Several months post "War Horse", a friend shared with me an article that gave voice to the revelation that I'd had an inkling of that night, and been struggling to articulate since. My writing over the last several years had become zeroed in on the how-to, the realism, the technical craft. I had forgotten the meaning of dramatic conceit: the daring to call the shots, the willingness to be in charge, the courage to decide when to play subtle, and when to pull out the stops. My vain, valiant struggles, that I often phrased as "I can't seem to feel the larger picture/organic whole/heart of the story", were simply a failure to recognize my role as creator. I approached my scenes more like a scribe, chronicling only what I witnessed in the moment, and it had stifled my writing to the point where I often spoke of "blindness", inability to see ahead, struggling to make sense of the story that I was supposed to know by heart.

And in that hour of comprehension, I understood why movies had been helping. Because while I still naturally loved to analyze their structure, I also wasn't being bogged down with a focus on prose style and narration, things on which I'd been hyper-focused in my own writing and which were never the problem. I was free to revel in the story, which was where my real problem lay. I hadn't somehow forgotten how to write; I hadn't lost my word-smithing. I'd lost my vision for how tell a story.

Beyond that, movies were full of visuals. An intensely visually-minded person, part of the joy for me in writing comes from putting into words whatever touches my heart deeply, especially things like:

- striking/panoramic landscapes or poses

- light

- vibrant color and contrast

- unspoken communication/little facial expressions that convey a world of meaning

- and so forth.

After that, I really embraced the willingness to explore. I didn't attempt to turn it into an educational objective ("Now, today we are going to Learn something and be Inspired") but my eyes and ears were consciously wide open. I was figuratively ten years old again, ready to sit down and absorb a story without the pressure of having an opinion afterwards -- and I was literally twenty-one, opinionated nonetheless, an appreciative critic at heart. I paused mid-scene recklessly to say, "That -- I like that. That's what I want to write about." I felt almost tangible kinships with filmwriters across the years. All year, avalanches  of work, pressures, and heartaches notwithstanding, I could feel my brain waking up.

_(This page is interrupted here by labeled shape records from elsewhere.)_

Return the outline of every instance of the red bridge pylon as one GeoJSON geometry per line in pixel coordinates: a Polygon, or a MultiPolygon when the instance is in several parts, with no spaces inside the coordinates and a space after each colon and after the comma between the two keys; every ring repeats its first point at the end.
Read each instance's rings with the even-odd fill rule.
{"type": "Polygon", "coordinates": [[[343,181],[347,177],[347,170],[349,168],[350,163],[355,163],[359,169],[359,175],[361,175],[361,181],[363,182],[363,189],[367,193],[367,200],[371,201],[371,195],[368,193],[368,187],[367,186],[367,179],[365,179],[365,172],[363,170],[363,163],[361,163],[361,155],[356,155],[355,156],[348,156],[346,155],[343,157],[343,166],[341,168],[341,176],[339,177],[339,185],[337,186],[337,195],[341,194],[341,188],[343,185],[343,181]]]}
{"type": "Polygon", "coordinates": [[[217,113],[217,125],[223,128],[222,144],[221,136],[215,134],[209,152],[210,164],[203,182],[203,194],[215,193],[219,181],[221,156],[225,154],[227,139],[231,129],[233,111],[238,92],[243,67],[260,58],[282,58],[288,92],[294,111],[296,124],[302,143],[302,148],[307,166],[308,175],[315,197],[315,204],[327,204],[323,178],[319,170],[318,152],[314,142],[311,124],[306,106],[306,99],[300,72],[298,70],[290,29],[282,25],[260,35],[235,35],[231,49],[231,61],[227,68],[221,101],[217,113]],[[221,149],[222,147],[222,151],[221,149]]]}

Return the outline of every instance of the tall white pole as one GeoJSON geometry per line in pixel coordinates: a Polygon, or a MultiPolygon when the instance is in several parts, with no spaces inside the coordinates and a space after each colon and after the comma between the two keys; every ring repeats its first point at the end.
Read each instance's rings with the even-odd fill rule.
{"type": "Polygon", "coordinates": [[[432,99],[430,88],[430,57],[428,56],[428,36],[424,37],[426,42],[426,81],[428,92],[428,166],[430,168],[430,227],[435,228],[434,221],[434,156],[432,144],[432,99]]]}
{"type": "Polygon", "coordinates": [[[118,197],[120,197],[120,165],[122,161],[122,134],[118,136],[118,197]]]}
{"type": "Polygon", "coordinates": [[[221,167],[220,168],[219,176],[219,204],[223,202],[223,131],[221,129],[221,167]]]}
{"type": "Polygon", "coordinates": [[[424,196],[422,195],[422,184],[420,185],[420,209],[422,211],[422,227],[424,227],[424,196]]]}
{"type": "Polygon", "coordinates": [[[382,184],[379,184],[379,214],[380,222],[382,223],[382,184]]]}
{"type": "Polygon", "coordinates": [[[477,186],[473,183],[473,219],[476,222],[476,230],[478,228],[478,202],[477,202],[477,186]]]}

By the grace of God, that article (which is STELLAR and I will be linking to this inline paragraph via comments) and that year of fearless story exploration is the reason that now, with an influx of free time on my hands, I can write with anything approaching 2018 output. (It's not even about the word counts, surprising and gratifying as those are. It's the fact that I can write with comfort and confidence. The reins are in my hands again. Just, wow.)